About The Interest of Love
The Interest of Love (Sarangui Ihae) is a 2022 to 2023 South Korean romance drama that aired on JTBC and streams internationally on Netflix, adapted from the novel by Lee Hyuk-jin. Set almost entirely within the cramped, fluorescent-lit floor of a neighborhood bank branch, the series follows four colleagues whose feelings tangle quietly across desks and lunch breaks. It is a study in restraint, where a held glance, an unspoken slight, or the small humiliations of office hierarchy carry as much weight as any grand declaration.
At the center is Ha Sang-su, a diligent, mild-mannered teller who has spent years keeping his head down, and Ahn Su-yeong, a contract worker at the same branch whose warmth masks a sharp awareness of where she stands. The two are drawn to each other with an obvious, almost helpless gravity, yet class anxiety, pride, and the fear of being seen too clearly keep pulling them apart. Around them, second male lead Jung Jong-hyeon, a security guard studying for the police exam, and Park Mi-gyeong, a poised, ambitious colleague from a comfortable background, form the other two corners of a romance that refuses easy symmetry.
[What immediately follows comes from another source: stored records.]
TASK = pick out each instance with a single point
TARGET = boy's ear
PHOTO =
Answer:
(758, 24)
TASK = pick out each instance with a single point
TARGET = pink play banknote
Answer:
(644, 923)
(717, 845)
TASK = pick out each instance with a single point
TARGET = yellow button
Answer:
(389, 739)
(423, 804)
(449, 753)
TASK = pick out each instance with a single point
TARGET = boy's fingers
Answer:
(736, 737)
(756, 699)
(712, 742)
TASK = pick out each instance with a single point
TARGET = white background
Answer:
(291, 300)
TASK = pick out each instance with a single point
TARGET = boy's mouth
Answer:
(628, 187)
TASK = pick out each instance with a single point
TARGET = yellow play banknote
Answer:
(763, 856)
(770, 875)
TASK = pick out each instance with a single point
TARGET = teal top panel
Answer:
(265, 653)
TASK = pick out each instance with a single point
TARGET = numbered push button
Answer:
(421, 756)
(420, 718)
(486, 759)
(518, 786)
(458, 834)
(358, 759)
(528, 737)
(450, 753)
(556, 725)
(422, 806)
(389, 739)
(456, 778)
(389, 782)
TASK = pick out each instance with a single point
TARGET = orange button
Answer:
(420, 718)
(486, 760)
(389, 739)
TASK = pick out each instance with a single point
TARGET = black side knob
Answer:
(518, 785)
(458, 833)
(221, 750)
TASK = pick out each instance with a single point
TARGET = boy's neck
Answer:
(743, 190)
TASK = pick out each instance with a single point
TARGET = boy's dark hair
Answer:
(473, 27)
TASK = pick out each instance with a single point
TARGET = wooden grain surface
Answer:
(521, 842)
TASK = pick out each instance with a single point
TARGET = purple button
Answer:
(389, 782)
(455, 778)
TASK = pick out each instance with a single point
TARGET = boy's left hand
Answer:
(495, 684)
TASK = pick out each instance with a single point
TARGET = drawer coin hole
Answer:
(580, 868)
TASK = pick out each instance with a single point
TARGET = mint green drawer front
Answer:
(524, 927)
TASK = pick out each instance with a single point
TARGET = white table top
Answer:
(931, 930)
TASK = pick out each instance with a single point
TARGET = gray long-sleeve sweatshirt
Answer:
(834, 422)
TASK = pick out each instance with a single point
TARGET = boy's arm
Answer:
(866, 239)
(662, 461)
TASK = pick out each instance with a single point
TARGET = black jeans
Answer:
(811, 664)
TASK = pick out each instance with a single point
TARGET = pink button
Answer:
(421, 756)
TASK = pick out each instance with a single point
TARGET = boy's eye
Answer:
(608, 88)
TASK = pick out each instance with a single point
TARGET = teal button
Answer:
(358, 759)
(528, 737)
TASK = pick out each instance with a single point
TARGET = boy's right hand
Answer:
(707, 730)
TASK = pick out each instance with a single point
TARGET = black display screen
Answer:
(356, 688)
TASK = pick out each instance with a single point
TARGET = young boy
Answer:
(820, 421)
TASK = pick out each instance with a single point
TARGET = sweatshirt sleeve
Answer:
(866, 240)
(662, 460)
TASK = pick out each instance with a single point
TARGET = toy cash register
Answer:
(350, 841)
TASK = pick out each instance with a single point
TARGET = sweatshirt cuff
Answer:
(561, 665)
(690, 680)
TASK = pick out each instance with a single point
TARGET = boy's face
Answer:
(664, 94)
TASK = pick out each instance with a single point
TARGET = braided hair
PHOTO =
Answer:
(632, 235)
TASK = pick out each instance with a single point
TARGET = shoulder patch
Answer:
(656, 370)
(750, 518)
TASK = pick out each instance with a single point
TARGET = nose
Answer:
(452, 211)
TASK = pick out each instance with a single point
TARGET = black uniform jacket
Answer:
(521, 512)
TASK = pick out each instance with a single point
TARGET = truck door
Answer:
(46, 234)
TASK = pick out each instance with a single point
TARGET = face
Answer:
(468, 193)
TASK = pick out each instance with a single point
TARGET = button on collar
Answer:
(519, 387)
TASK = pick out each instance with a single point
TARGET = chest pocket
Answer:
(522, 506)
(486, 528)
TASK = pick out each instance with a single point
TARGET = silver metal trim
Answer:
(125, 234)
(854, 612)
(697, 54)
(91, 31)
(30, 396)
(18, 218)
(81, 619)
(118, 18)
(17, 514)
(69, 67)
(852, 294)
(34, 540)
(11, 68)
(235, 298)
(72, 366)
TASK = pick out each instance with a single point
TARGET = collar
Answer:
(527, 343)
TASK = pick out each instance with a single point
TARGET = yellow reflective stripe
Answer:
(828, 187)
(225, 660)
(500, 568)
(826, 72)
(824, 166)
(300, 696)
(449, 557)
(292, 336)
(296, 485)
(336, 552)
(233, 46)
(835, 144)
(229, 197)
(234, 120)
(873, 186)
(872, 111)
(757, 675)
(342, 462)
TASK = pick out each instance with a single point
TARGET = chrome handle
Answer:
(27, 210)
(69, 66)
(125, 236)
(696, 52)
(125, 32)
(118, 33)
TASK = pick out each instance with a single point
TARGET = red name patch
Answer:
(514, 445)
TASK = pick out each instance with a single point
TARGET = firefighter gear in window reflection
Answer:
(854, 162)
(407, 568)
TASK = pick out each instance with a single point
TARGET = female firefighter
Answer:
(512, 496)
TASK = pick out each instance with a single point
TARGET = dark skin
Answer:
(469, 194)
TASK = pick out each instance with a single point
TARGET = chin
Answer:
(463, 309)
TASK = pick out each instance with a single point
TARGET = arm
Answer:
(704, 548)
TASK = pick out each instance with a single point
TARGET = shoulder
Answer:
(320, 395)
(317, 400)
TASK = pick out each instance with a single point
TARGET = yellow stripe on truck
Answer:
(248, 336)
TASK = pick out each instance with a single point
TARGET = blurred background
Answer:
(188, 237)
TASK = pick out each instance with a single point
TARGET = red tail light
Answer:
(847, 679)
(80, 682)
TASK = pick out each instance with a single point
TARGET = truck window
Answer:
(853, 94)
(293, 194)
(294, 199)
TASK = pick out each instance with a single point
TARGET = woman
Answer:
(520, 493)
Rather than chase melodrama, the drama leans into the slow burn and the quiet ache of people who want the same thing but cannot say so. It is unsparing about the way money, status, and self-doubt shape who we allow ourselves to love, and it treats its adults as adults, letting desire and disappointment unfold with an understated, almost novelistic patience. Across sixteen episodes the four leads circle one another through misread signals and missed chances, building toward a clear-eyed meditation on whether affection can survive the cold arithmetic of class.